Les pieds dans le plat espagnol

La guerre d’Espagne a sans doute fourni une moisson de mensonges plus abondante que tout autre événement survenu depuis la Grande Guerre de 14-18, mais je me demande sincèrement si, en dépit des hécatombes de nonnes violées et crucifiées sous les yeux des reporters du Daily Mail, ce sont les journaux profascistes qui ont fait le plus de mal. À mon sens, ce sont surtout les journaux de gauche – le News Chronicle et le Daily Worker en tête – avec leurs méthodes beaucoup plus subtiles de déformation des faits, qui ont empêché le public anglais de comprendre la véritable nature de la lutte en cours.

Le fait que ces journaux ont soigneusement occulté, c’est que le gouvernement espagnol (y compris le gouvernement semi-autonome de Catalogne) a beaucoup plus peur de la révolution que des fascistes. Il est aujourd’hui à peu près certain que la guerre se terminera par un compromis quelconque, et l’on peut même se demander si le gouvernement, qui a assisté à la chute de Bilbao sans lever le petit doigt, ne cherche pas avant tout à éviter une victoire décisive. Quoi qu’il en soit, aucun doute ne subsiste sur l’application qu’il met à écraser ses propres forces révolutionnaires.
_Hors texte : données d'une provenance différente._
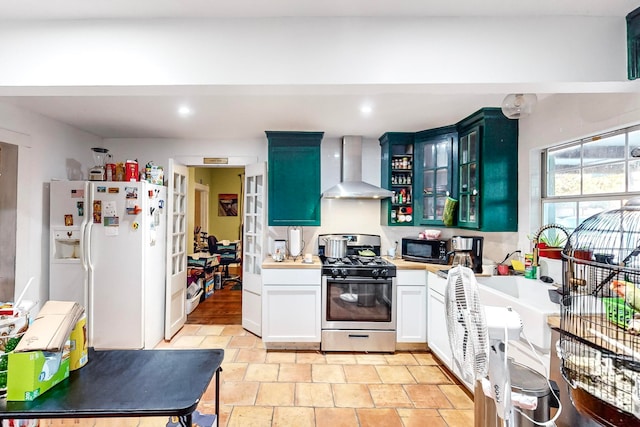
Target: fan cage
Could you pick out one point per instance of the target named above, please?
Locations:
(600, 314)
(466, 325)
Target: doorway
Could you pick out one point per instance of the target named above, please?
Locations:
(8, 219)
(217, 210)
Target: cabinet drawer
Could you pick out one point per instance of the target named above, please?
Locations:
(278, 276)
(411, 277)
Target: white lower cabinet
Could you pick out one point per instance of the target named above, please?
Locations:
(437, 336)
(291, 306)
(411, 314)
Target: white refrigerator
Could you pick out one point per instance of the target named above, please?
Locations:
(108, 242)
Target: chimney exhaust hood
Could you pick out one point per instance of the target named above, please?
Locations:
(351, 185)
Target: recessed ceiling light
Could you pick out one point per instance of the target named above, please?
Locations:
(184, 111)
(366, 109)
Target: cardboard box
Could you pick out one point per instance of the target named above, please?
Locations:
(32, 373)
(51, 328)
(78, 345)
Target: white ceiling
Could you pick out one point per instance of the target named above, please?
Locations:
(86, 9)
(246, 112)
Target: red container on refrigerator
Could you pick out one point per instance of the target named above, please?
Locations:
(110, 171)
(131, 171)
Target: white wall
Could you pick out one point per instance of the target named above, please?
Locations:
(46, 150)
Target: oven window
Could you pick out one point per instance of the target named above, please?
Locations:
(361, 301)
(423, 249)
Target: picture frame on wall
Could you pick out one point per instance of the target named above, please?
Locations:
(227, 205)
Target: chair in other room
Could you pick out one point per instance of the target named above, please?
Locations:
(228, 255)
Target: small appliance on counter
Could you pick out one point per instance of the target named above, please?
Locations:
(467, 251)
(430, 251)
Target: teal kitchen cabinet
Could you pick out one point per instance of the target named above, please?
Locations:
(487, 164)
(435, 150)
(294, 178)
(397, 175)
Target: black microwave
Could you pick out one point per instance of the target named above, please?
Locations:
(425, 250)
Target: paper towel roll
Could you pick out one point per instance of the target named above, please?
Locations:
(295, 242)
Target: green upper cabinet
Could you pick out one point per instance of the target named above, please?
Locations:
(633, 44)
(397, 175)
(294, 178)
(487, 164)
(434, 173)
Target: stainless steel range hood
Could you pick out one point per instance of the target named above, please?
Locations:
(351, 185)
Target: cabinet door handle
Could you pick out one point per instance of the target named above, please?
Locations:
(358, 336)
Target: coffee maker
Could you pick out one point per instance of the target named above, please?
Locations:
(467, 251)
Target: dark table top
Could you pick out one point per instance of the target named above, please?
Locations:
(126, 383)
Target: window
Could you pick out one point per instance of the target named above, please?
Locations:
(585, 177)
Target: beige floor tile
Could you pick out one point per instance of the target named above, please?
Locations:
(425, 374)
(385, 417)
(457, 417)
(327, 374)
(341, 358)
(161, 345)
(215, 341)
(243, 341)
(230, 355)
(251, 355)
(401, 359)
(251, 416)
(224, 415)
(371, 359)
(458, 398)
(276, 394)
(422, 418)
(310, 357)
(210, 330)
(238, 393)
(188, 330)
(281, 357)
(389, 396)
(295, 372)
(395, 375)
(336, 417)
(427, 396)
(187, 341)
(426, 359)
(235, 330)
(351, 396)
(265, 372)
(233, 371)
(209, 395)
(365, 374)
(316, 395)
(293, 417)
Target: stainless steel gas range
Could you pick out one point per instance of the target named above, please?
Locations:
(358, 297)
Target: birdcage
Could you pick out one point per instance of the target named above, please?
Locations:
(600, 316)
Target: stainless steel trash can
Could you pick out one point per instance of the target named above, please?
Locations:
(524, 380)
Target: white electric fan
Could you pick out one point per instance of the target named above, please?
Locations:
(478, 337)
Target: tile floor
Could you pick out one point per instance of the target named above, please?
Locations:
(288, 388)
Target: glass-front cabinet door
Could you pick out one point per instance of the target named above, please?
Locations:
(434, 157)
(468, 191)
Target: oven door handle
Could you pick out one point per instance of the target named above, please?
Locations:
(356, 280)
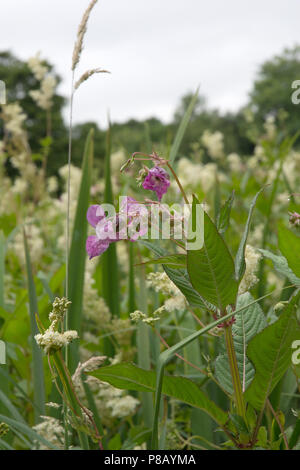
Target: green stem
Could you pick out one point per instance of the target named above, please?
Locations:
(236, 381)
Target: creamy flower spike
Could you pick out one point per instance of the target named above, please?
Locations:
(52, 340)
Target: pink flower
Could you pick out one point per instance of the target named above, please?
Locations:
(157, 180)
(95, 247)
(94, 214)
(132, 220)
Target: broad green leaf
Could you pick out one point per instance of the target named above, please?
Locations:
(270, 353)
(182, 127)
(77, 251)
(289, 245)
(281, 266)
(240, 264)
(37, 360)
(109, 262)
(175, 261)
(248, 323)
(224, 215)
(130, 377)
(211, 269)
(181, 280)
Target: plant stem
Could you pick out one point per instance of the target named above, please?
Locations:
(236, 381)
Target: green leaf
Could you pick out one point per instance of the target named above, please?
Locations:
(270, 353)
(17, 426)
(175, 261)
(77, 251)
(249, 322)
(181, 280)
(224, 215)
(281, 266)
(182, 127)
(289, 245)
(130, 377)
(211, 269)
(37, 360)
(240, 264)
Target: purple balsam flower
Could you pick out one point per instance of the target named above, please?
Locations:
(95, 247)
(157, 180)
(94, 214)
(132, 218)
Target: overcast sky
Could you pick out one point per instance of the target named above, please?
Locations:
(156, 50)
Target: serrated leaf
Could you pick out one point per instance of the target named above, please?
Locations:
(211, 269)
(248, 323)
(130, 377)
(175, 261)
(181, 280)
(281, 265)
(240, 264)
(289, 245)
(270, 353)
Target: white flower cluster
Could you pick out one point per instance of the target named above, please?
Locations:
(161, 283)
(213, 141)
(252, 258)
(35, 243)
(43, 96)
(52, 340)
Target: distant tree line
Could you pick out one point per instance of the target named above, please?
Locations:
(270, 95)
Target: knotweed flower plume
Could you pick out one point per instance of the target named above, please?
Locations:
(52, 340)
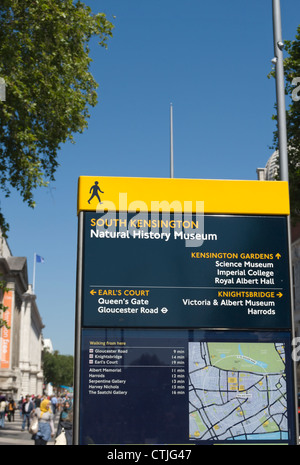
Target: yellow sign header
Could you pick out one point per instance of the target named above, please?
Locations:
(178, 195)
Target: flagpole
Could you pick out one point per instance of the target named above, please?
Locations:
(171, 143)
(33, 278)
(280, 92)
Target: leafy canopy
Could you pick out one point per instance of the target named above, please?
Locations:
(44, 60)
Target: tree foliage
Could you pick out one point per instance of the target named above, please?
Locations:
(44, 60)
(58, 369)
(3, 289)
(292, 79)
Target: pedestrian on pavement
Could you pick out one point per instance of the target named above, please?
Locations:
(27, 408)
(54, 404)
(11, 410)
(66, 421)
(46, 425)
(2, 411)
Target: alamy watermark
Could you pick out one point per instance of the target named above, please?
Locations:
(181, 220)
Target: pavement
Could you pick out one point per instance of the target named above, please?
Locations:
(11, 434)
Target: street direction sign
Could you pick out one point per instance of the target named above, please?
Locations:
(184, 305)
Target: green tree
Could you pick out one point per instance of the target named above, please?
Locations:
(292, 89)
(44, 60)
(58, 369)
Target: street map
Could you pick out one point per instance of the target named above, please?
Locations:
(237, 391)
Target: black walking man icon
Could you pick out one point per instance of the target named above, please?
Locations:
(94, 190)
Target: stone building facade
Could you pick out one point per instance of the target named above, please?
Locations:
(21, 345)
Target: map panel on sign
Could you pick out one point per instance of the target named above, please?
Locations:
(237, 391)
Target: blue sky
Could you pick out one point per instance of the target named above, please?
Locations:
(211, 60)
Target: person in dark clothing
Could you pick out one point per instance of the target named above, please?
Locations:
(27, 408)
(66, 421)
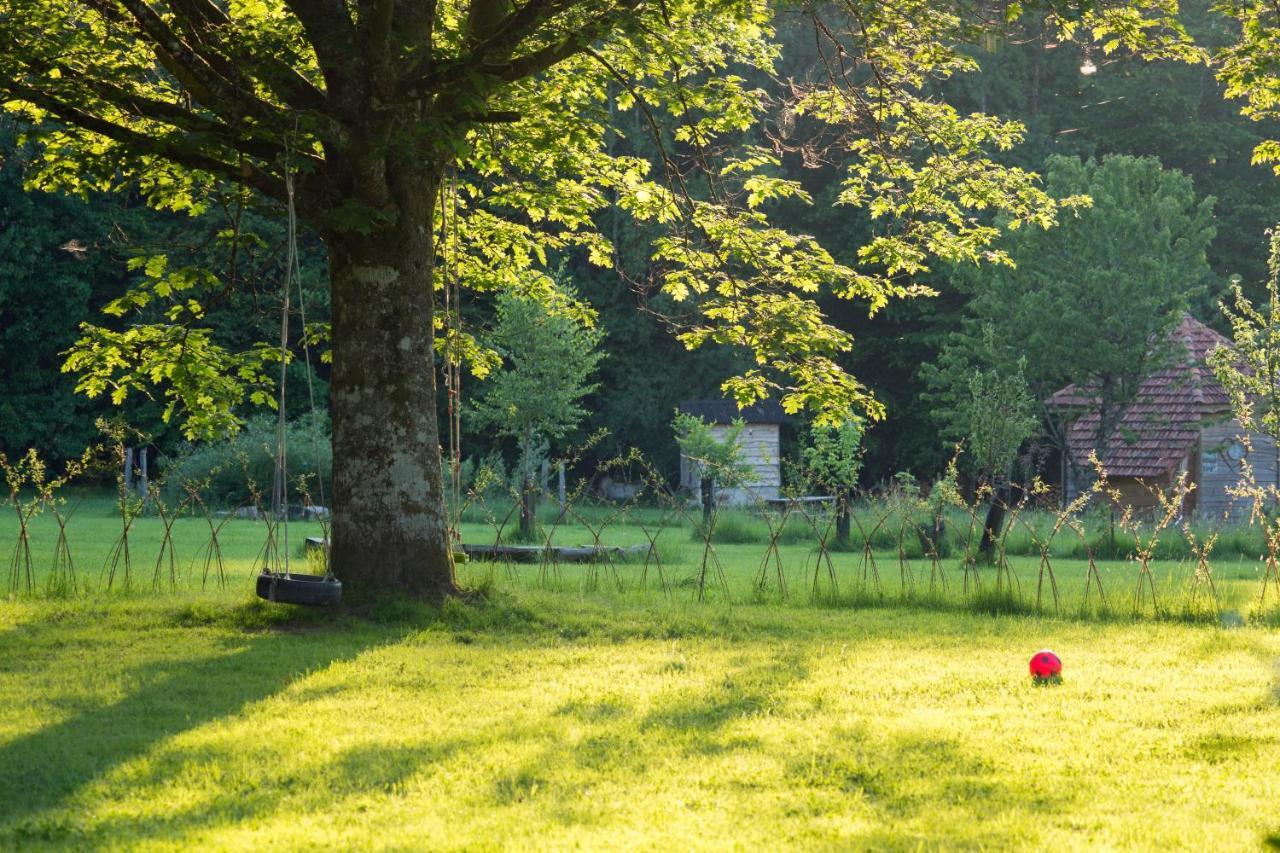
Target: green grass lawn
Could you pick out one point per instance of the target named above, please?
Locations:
(560, 714)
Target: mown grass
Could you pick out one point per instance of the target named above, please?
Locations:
(556, 714)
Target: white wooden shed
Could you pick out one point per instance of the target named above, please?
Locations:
(760, 441)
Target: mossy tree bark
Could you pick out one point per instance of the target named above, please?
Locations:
(389, 524)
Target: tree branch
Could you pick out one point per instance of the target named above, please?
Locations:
(490, 56)
(232, 99)
(201, 18)
(332, 33)
(243, 173)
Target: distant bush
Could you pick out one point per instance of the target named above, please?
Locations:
(224, 470)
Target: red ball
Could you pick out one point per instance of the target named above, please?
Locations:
(1046, 665)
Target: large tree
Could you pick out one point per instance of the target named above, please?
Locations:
(384, 123)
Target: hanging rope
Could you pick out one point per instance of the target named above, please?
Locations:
(280, 479)
(452, 332)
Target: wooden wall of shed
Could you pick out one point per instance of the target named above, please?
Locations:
(762, 448)
(1219, 471)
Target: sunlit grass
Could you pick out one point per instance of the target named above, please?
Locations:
(571, 707)
(547, 720)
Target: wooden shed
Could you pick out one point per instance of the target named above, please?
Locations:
(1180, 420)
(760, 442)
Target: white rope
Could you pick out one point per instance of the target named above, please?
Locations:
(279, 489)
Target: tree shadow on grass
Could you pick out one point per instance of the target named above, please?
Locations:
(45, 770)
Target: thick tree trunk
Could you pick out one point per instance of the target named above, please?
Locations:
(389, 520)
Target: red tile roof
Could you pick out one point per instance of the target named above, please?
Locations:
(1166, 416)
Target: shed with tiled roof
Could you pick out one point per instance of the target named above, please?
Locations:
(1180, 420)
(760, 441)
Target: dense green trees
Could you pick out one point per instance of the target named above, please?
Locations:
(365, 117)
(667, 167)
(1091, 302)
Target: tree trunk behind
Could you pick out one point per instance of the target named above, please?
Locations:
(995, 521)
(528, 507)
(708, 489)
(842, 515)
(389, 520)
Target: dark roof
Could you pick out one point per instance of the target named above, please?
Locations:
(1166, 416)
(723, 411)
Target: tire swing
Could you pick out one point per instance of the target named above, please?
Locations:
(277, 583)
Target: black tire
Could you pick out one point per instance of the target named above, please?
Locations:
(311, 591)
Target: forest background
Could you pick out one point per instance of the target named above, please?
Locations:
(63, 259)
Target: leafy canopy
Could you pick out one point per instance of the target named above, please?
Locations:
(327, 103)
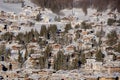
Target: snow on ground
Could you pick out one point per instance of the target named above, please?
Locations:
(10, 7)
(14, 7)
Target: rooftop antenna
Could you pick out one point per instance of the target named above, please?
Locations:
(73, 7)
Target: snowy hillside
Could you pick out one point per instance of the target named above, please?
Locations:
(13, 7)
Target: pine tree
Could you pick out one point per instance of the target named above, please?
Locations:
(67, 27)
(59, 61)
(43, 31)
(83, 59)
(99, 56)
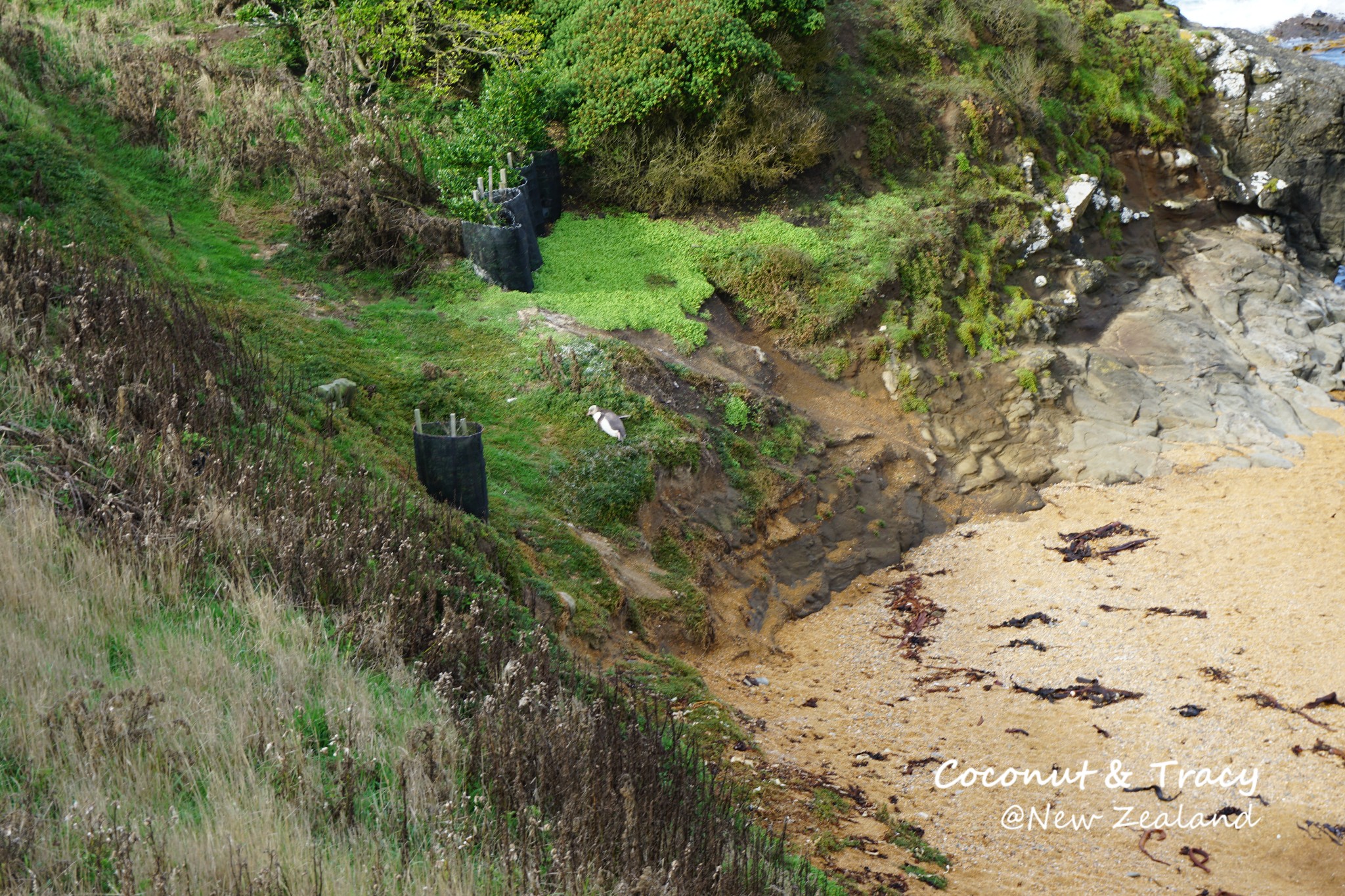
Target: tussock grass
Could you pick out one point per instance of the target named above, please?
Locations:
(174, 433)
(158, 738)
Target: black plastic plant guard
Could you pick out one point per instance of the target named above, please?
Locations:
(500, 253)
(544, 186)
(452, 468)
(546, 175)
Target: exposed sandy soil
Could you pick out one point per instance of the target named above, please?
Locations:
(1261, 551)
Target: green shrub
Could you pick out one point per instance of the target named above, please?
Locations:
(440, 41)
(738, 413)
(759, 137)
(785, 441)
(613, 62)
(609, 484)
(833, 362)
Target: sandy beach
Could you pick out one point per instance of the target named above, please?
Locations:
(1235, 612)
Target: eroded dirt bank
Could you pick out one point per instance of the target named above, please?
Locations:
(1259, 551)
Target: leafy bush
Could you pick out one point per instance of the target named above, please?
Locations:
(758, 139)
(441, 41)
(609, 484)
(613, 62)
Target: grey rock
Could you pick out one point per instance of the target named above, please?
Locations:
(1292, 125)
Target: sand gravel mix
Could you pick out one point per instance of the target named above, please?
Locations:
(1261, 553)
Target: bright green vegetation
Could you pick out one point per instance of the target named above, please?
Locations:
(621, 272)
(827, 805)
(177, 730)
(626, 272)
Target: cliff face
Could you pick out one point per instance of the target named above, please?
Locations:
(1279, 114)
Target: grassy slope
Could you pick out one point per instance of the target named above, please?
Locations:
(133, 698)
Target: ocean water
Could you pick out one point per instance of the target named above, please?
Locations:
(1254, 15)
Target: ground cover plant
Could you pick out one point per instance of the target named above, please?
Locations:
(300, 172)
(215, 479)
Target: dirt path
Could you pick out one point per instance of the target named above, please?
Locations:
(1261, 551)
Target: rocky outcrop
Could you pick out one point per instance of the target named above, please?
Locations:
(1277, 121)
(1315, 27)
(1222, 363)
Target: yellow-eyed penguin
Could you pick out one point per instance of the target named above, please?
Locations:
(608, 422)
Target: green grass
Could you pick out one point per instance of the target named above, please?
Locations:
(627, 272)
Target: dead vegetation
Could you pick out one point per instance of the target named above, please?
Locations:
(175, 446)
(361, 184)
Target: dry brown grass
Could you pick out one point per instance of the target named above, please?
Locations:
(175, 444)
(159, 740)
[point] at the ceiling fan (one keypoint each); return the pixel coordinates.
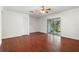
(43, 9)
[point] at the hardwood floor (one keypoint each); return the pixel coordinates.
(37, 42)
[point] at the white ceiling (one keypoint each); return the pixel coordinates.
(26, 9)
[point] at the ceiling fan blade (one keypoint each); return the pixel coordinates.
(48, 9)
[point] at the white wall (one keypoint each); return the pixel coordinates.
(0, 25)
(14, 24)
(69, 23)
(34, 24)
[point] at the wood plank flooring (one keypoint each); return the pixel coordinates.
(37, 42)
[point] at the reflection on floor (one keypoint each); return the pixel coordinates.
(39, 42)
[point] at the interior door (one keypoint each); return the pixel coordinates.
(54, 29)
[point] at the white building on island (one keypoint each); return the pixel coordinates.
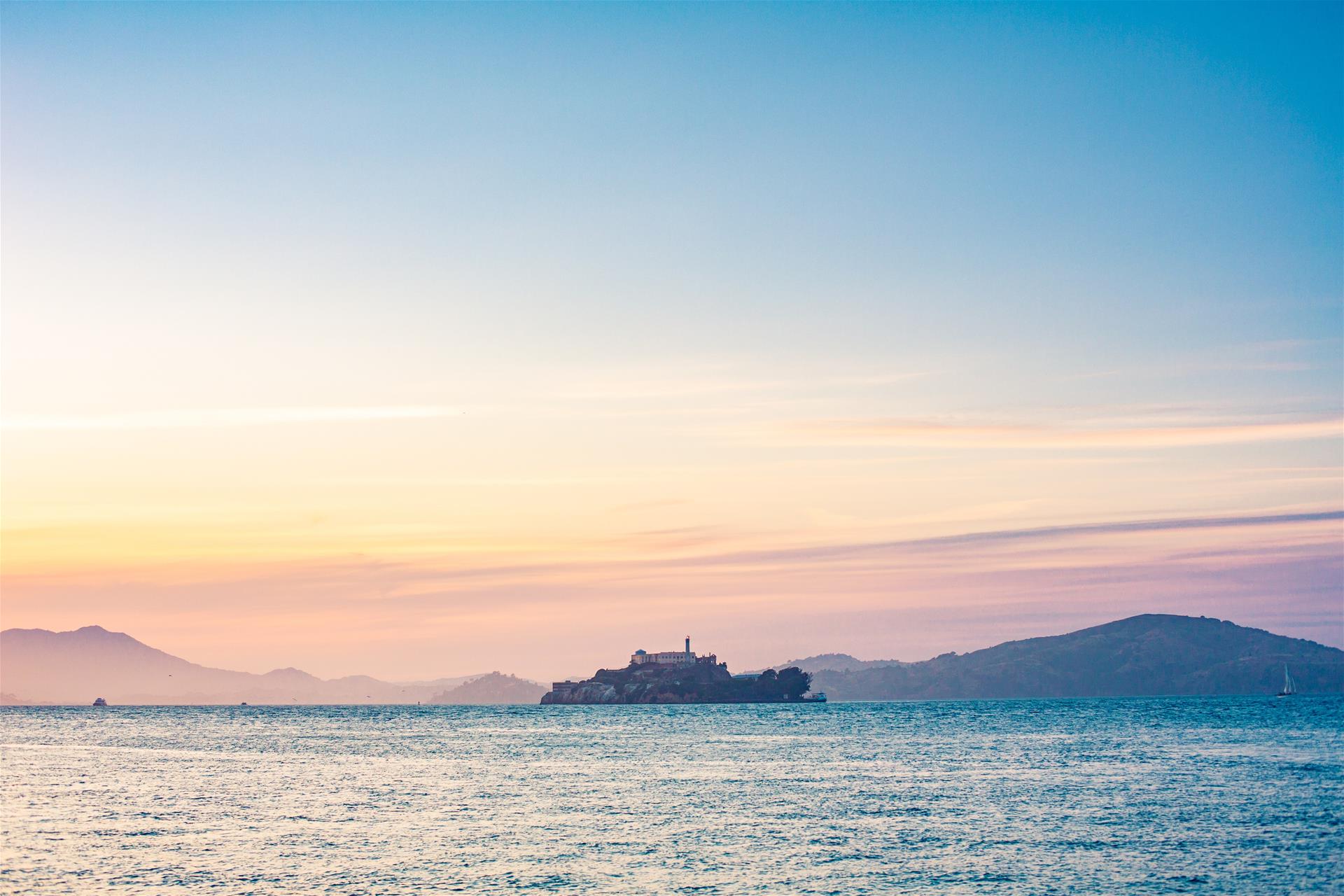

Depuis quelque temps, un régime de terreur – interdiction arbitraire des partis politiques, bâillonnement de la presse, appels à la délation et incarcérations en masse sans jugement – s’est instauré et ne cesse de se développer. Quand j’ai quitté Barcelone, à la fin du mois de juin, les prisons étaient pleines. En fait, elles étaient même depuis longtemps surpeuplées et l’on entassait les prisonniers dans des magasins inoccupés ou tout autre lieu de détention de fortune. Ce qu’il faut toutefois noter, c’est que les gens aujourd’hui emprisonnés ne sont pas des fascistes, mais des révolutionnaires : ils sont là non parce que leurs opinions sont trop à droite, mais parce qu’elles sont trop à gauche. Et ceux qui les ont mis là sont ces terribles révolutionnaires au seul nom desquels Garvin tremble d’effroi : les communistes.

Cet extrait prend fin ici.